Про Мотю
Расстояние от задницы до глаз огромно.
И ничтожно в то же самое время.
Все взаимосвязано.…
Достижения человеческого ума и тяготы телесного низа. Впрочем, отчего только тяготы? И удовольствия тоже.
Забавно и поучительно наблюдать за животными. В них нет диссонанса. Они не подвержены внезапным приступам пафоса. Они всегда голые. Голые и абсолютно искренние.
Как, например, моя такса Мотя.
Если такса Мотя терзает башмак, то отдается этому занятию всем телом и душой. А если изнывает по косточке, то убедительней ее глаз…
Ее вихляющая походка не менее выразительна, чем юркий ноздреватый нос.
Глаза ее бывают скорбными, плутовскими, лицемерными, выжидающими.
А когда Мотя тоскует, с ней тоскует весь мир. Начиная от вздыбленного многократно изнасилованного половичка и заканчивая пропавшими без вести комнатными тапками.
Если вы полагаете, что в жилах Моти течет голубая кровь, то ошибаетесь.
По сути, моя Мотя – мещанка, существо суетливое и беспринципное. И обаятельно жадное.
За мозговой костью она побежит, даже не обернувшись. Причем, глаза ее по-прежнему будут обманчиво преданными, лучистыми, искренними.
Мотя уже немолода. Иногда она выразительно грустит о чем-то явно несбыточном. О каких-то упущенных возможностях и перспективах.
Порой мы грустим вместе.
Я здесь, а она – там, на своем истерзанном половичке.
Говорят, мы похожи. Выражением глаз, суетливостью движений, общей судьбой.
Ну, и расстоянием, разумеется, тем самым, – «от» и «до».
Счастье
Вы помните упаковки с кукурузными палочками? Оттуда, из прежних лет?

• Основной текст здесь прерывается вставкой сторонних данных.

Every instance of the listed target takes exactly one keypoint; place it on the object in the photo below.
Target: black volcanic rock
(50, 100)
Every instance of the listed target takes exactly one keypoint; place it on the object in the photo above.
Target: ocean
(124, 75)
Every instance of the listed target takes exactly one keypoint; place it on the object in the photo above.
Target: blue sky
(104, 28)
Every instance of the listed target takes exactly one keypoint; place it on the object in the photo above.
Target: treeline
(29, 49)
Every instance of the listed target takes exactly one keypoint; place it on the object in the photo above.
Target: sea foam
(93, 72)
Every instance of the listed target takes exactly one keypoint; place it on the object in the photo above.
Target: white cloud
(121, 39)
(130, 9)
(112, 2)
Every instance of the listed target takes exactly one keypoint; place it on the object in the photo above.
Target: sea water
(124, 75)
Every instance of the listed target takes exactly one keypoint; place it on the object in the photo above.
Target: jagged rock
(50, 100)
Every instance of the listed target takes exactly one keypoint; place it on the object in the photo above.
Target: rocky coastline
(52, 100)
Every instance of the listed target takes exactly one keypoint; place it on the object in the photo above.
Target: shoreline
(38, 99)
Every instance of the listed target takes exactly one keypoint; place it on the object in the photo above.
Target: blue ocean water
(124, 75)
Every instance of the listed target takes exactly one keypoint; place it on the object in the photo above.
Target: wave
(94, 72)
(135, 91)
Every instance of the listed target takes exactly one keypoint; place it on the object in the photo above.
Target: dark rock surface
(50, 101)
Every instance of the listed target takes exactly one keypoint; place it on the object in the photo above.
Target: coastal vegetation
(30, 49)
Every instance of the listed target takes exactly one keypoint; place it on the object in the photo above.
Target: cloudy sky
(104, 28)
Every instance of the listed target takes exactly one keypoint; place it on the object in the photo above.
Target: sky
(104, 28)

И то правда, коробка-то была – ого-ого! – по сравнению с моим ничтожным весом и, в особенности, с тем, что производят сегодня.

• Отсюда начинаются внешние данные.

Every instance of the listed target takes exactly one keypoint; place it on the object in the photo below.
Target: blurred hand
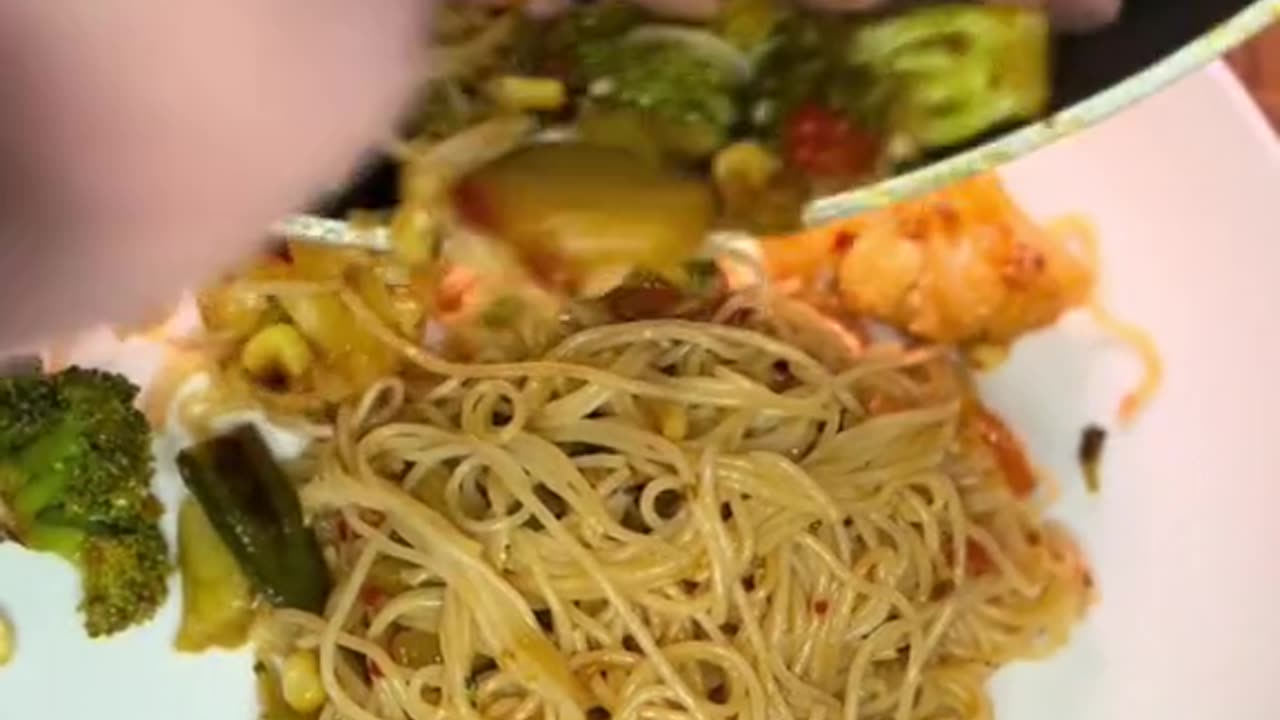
(146, 145)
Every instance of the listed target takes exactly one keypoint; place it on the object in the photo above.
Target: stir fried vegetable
(952, 72)
(581, 210)
(76, 481)
(216, 597)
(256, 513)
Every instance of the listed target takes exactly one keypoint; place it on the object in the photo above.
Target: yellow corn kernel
(300, 683)
(672, 420)
(5, 641)
(277, 350)
(745, 167)
(414, 235)
(232, 310)
(516, 92)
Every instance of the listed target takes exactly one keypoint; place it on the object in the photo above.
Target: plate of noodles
(995, 452)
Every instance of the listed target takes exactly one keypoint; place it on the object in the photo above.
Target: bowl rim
(1206, 48)
(1000, 150)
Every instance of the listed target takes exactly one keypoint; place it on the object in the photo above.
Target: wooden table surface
(1258, 65)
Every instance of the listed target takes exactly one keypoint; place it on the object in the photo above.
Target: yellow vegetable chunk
(300, 683)
(216, 597)
(277, 351)
(576, 209)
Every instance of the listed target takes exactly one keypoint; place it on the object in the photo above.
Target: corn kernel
(517, 92)
(7, 641)
(746, 165)
(277, 350)
(300, 683)
(672, 420)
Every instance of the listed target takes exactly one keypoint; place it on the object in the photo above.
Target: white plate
(1184, 190)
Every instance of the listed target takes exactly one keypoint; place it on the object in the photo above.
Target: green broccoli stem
(256, 513)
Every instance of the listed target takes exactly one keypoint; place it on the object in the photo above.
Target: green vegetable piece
(952, 72)
(124, 579)
(256, 511)
(74, 481)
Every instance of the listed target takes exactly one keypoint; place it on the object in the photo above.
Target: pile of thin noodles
(670, 520)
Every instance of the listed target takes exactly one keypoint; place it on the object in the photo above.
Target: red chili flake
(1008, 450)
(978, 560)
(844, 241)
(373, 597)
(472, 204)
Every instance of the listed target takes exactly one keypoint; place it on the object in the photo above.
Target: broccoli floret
(952, 72)
(124, 579)
(688, 99)
(680, 92)
(74, 479)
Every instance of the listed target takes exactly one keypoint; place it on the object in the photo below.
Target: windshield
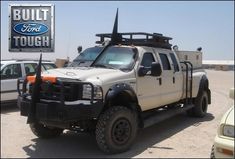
(86, 57)
(122, 58)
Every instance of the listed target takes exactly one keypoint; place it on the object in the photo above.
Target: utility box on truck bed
(195, 57)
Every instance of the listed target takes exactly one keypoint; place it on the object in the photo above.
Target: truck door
(177, 78)
(148, 87)
(9, 76)
(171, 86)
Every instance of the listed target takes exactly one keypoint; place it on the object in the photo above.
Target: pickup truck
(13, 69)
(133, 83)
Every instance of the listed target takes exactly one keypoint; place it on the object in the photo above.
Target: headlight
(228, 130)
(86, 94)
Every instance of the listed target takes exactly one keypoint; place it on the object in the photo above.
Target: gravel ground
(178, 137)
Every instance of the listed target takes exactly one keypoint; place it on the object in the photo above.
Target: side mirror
(231, 93)
(79, 49)
(142, 71)
(156, 69)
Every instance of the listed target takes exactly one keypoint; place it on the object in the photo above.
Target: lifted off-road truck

Пачки возвышались на полке ближайшего от дома гастронома, – одна в одну, как на подбор, суля немало сладостных минут застывшей у прилавка мне.
Наверное, если вообразить счастье, – каким оно видится шестилетней девочке, то и напрягаться особенно незачем.

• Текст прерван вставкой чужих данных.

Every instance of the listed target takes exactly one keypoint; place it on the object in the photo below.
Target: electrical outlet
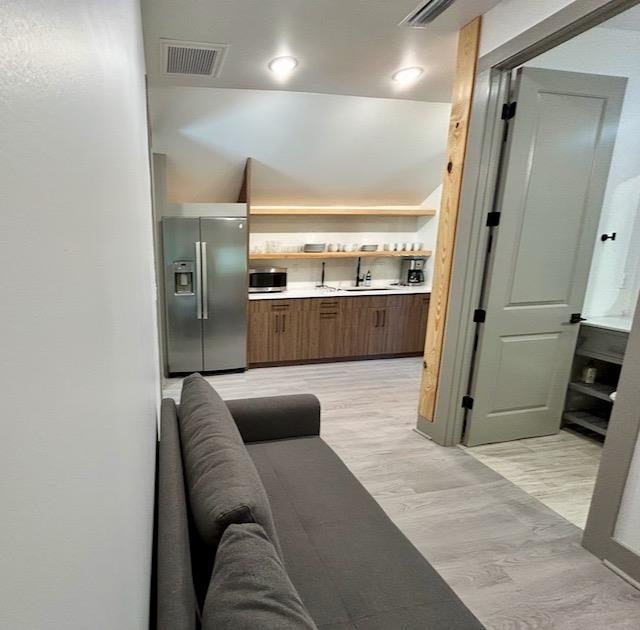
(625, 281)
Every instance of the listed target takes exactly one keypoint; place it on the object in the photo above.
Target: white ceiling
(629, 20)
(347, 47)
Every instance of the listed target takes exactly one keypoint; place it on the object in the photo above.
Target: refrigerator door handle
(198, 281)
(205, 284)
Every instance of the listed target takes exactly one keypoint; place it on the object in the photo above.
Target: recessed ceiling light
(283, 66)
(407, 75)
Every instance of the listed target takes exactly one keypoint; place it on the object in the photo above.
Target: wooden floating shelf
(327, 255)
(344, 211)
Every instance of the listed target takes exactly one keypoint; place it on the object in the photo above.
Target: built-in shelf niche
(341, 211)
(329, 255)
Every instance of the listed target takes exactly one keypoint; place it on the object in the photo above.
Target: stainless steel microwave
(267, 279)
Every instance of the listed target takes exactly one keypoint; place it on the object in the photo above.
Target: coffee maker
(412, 272)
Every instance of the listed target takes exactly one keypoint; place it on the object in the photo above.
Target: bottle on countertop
(589, 373)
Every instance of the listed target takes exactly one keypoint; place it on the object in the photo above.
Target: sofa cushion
(250, 588)
(224, 486)
(348, 561)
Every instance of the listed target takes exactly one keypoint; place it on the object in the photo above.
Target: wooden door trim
(468, 46)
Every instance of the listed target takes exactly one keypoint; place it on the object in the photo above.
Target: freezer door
(181, 247)
(225, 293)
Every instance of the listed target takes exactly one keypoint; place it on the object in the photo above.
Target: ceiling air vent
(191, 58)
(426, 12)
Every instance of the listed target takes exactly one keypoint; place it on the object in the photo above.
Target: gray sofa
(351, 566)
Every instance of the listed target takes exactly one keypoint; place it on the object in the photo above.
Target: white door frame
(481, 171)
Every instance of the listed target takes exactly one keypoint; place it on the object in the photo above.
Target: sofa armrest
(276, 417)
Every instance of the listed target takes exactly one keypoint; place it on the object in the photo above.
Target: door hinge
(509, 110)
(480, 316)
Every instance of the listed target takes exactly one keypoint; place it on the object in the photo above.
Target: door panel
(556, 166)
(225, 298)
(184, 329)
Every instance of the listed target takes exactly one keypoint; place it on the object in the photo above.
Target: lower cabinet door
(326, 339)
(261, 330)
(406, 326)
(288, 338)
(375, 335)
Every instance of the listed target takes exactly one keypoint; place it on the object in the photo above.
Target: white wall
(614, 280)
(627, 530)
(510, 18)
(307, 147)
(78, 368)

Картонная упаковка с прельстительно шуршащим кукурузным мусором.
С производной от толстого, жестковатого (ну, не было тогда всех этих бунюэлей, рассыпчатых сахарных сортов, а была крепкая, ядреная, душистая, аж за версту, кормилица-кукуруза, сваренная в большой зеленой кастрюле, натертая щедро каменной солью, от которой долго еще сводило челюсть)
В общем, производной от толстого жесткого початка я лакомилась при каждом удобном случае.
Коробка обещала нескончаемое какое-то удовольствие. Запуская пятерню в пакет, я закрывала глаза…
Но ненадолго.
– Обедать, обедать скоро! Вот пообедай, и будут тебе палочки. Съешь суп, котлетку, пюре, а коробка – вот она, никуда не денется твоя коробка.
Как же это тоскливо, мучительно, – возить ложкой по тарелке, давиться котлетой, размазывать пюре, в то самое время, когда упаковка с палочками (почти целая) стоит рядом. Быть в сантиметре от мечты, обходясь эрзацем.
Да что там палочки!
– Хватит заниматься чепухой, лучше уроки сделай. Успеешь дочитать (доиграть, догулять, допрыгать, досмотреть)
Сколько вожделенного осталось там, в мире детства.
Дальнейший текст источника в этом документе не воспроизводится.